A comparação com Austrália (inicialmente uma colônia penal, se bem me lembro), Estados Unidos e Canadá tem que levar em conta uma série de diferenças grandes demais para serem esquecidas. Estados Unidos e Canadá ficaram mais organizados não só pela característica do povo colonizador. Era uma questão de sobrevivência. Quem não se organiza, morre no inverno.
Em uma das cartas de Caminha ao Rei de Portugal ele cita que por causa do calor os homens não queriam saber de trabalhar. É inegável a influência que o clima exerce sobre o comportamento humano (basta olhar as diferenças entre os povos do Sul e do norte do Brasil).
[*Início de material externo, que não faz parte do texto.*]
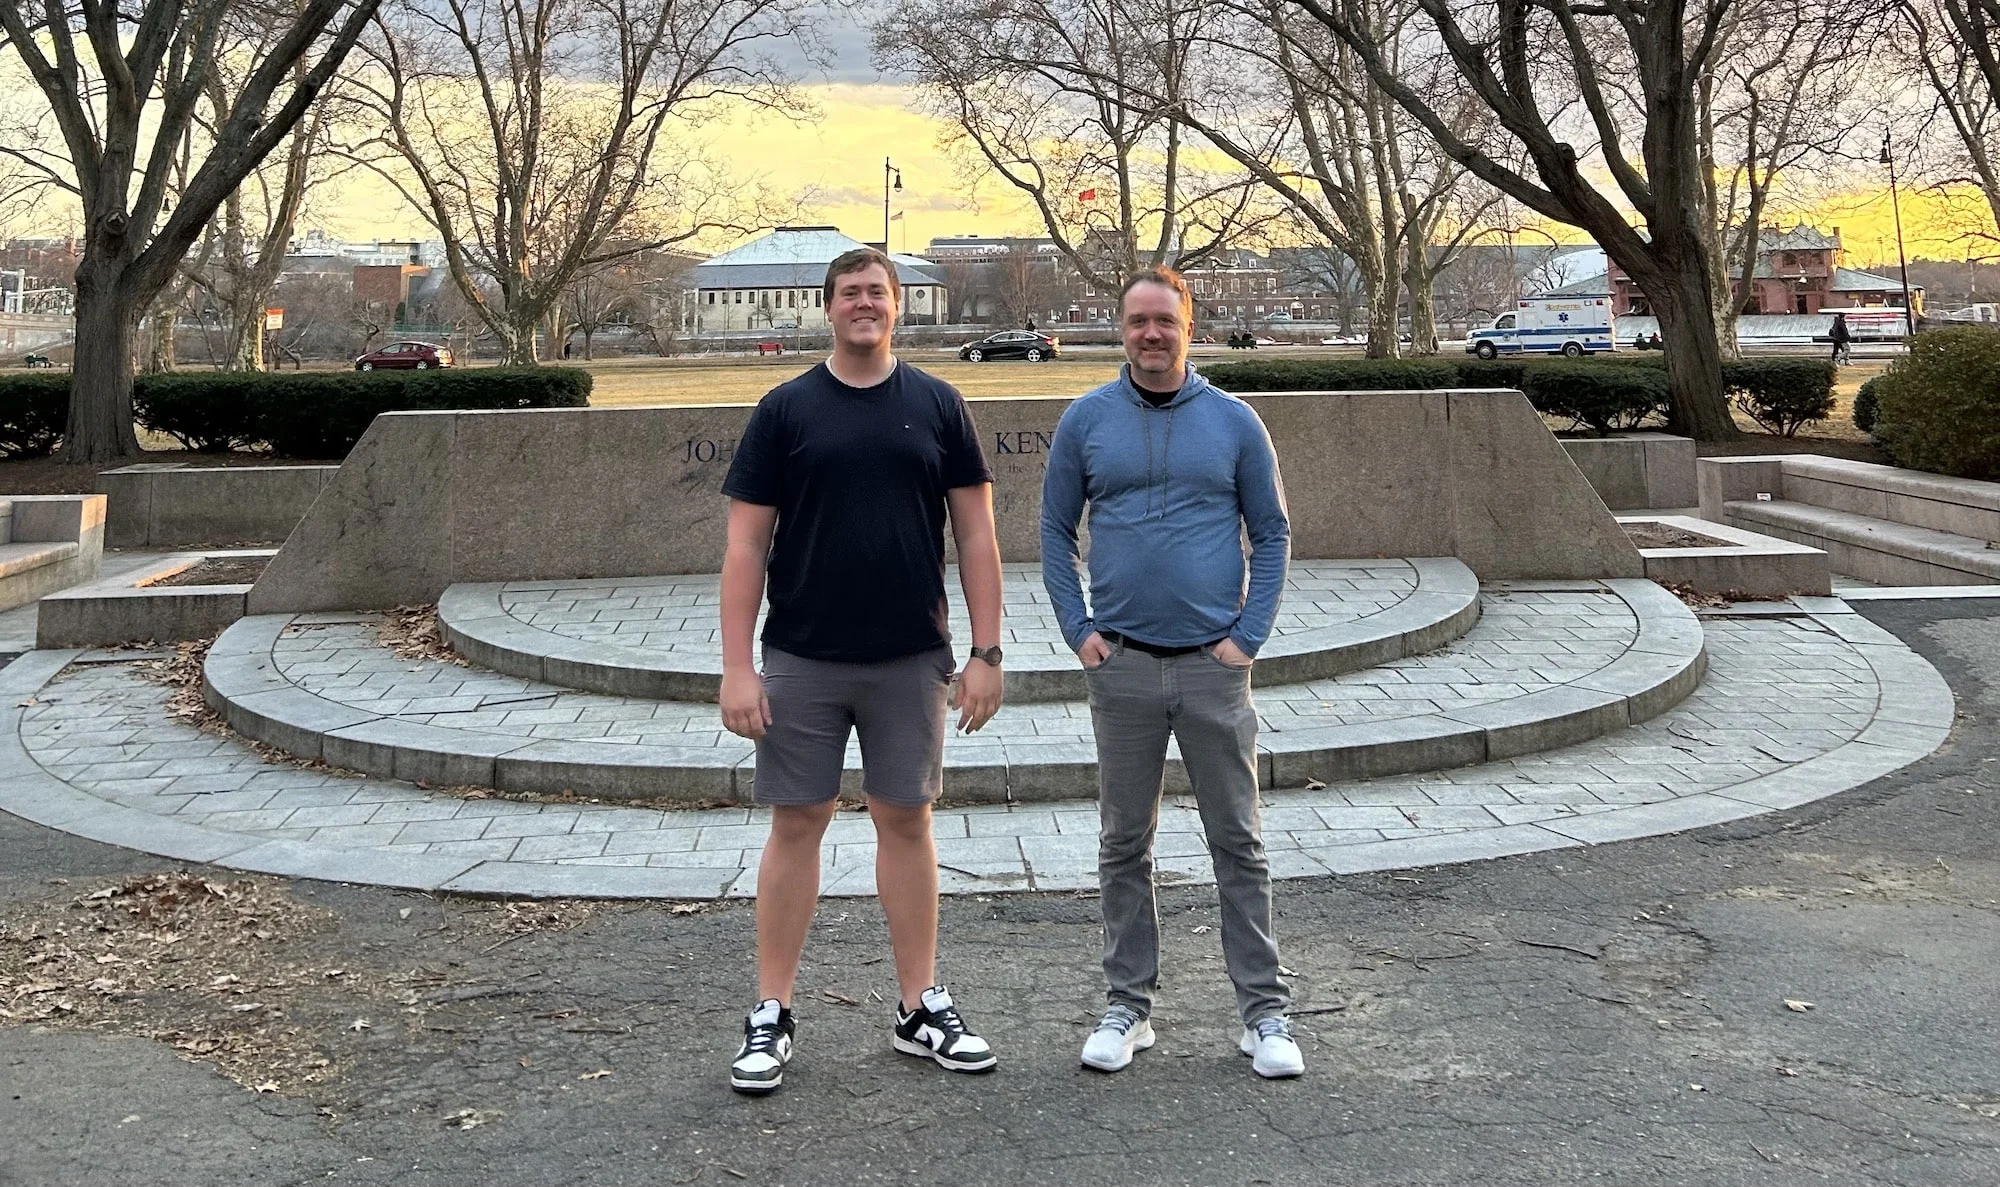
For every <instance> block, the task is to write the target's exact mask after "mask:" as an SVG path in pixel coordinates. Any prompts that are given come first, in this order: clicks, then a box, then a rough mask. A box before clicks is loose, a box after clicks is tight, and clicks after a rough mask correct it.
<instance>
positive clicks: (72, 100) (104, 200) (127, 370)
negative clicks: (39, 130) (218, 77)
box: [0, 0, 378, 464]
mask: <svg viewBox="0 0 2000 1187" xmlns="http://www.w3.org/2000/svg"><path fill="white" fill-rule="evenodd" d="M376 4H378V0H296V4H282V6H264V4H252V0H144V2H140V4H126V6H120V4H116V2H112V0H76V2H74V4H70V2H68V0H48V2H46V4H44V6H30V4H26V2H24V0H0V32H4V34H6V42H8V44H10V46H12V48H14V54H16V56H18V58H20V62H22V64H24V66H26V70H28V76H30V78H32V80H34V84H36V88H38V90H40V92H42V98H44V100H46V102H48V106H50V112H52V116H54V122H56V128H58V130H60V134H62V154H60V156H62V160H60V164H58V162H56V160H50V158H46V156H44V158H34V156H30V158H16V160H34V162H36V164H38V166H40V168H42V174H44V178H46V182H48V184H52V186H56V188H60V190H66V192H68V194H70V196H72V198H74V200H76V202H78V204H80V206H82V218H84V236H82V238H84V258H82V262H80V264H78V268H76V370H74V378H72V386H70V420H68V430H66V432H64V440H62V458H64V460H66V462H88V464H94V462H110V460H116V458H130V456H134V454H138V452H140V450H138V436H136V434H134V428H132V342H134V332H136V324H138V318H140V314H142V312H144V310H146V308H148V306H150V304H152V300H154V298H156V296H158V294H160V290H162V288H166V284H168V282H170V280H172V278H174V270H176V268H178V266H180V262H182V258H184V256H186V254H188V248H190V246H194V242H196V240H198V238H200V236H202V228H206V226H208V222H210V218H214V214H216V210H218V208H220V206H222V202H224V200H228V196H230V194H232V192H234V190H236V188H238V186H240V184H242V180H244V178H246V176H250V170H254V168H256V166H258V162H262V160H264V158H266V156H270V152H272V150H274V148H278V146H280V144H282V142H284V140H286V136H290V134H292V128H294V126H296V124H298V122H300V118H302V116H304V114H306V110H308V108H310V106H312V102H314V100H316V98H318V94H320V92H322V90H324V88H326V84H328V82H330V80H332V76H334V72H336V70H340V64H342V60H344V58H346V56H348V50H350V48H352V46H354V42H356V38H360V34H362V30H364V28H366V22H368V18H370V16H372V14H374V8H376ZM252 28H254V30H256V36H250V30H252ZM224 54H228V56H230V58H232V60H234V62H242V82H240V84H238V86H236V88H234V94H228V96H226V104H224V110H222V112H220V116H218V118H216V122H214V126H212V128H208V130H206V134H204V136H200V138H198V140H200V142H202V144H204V148H202V150H200V154H198V158H196V162H198V164H196V168H194V170H192V174H190V176H188V180H186V184H184V186H180V192H178V200H176V202H174V206H172V210H168V180H170V174H172V166H174V162H176V156H178V154H180V150H182V146H184V144H188V142H192V140H196V114H198V110H200V108H202V100H204V96H206V94H208V90H210V82H212V78H214V74H216V62H218V58H220V56H224Z"/></svg>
Porisso eu sempre defendo que o povo de um lugar é o resultado da interação entre gente e terra. Qualquer análise que leve em consideração somente uma dessas duas variáveis acaba falhando. Sempre que penso em conhecer um lugar novo, tento imaginar como é a interação gente-terra (claro que isso vale aqui para o nosso estado também) e que resultados isto trouxe na formação do povo. Para isso basta olhar como é a música, a literatura, o folclore, usos e costumes, etc. Encontramos a melancolia ibérica espalhadas no lamento da moda de viola sertaneja, nas milongas platinas, nas guarânias andinas, até mesmo no candombe uruguaio!!(mas isso já é outro papo). A espinha dorsal cultural da colonização dá pra enxergar nas entrelinhas, mas o modo como cada grupo de pessoas interagiu com a terra e se fez povo difere muito.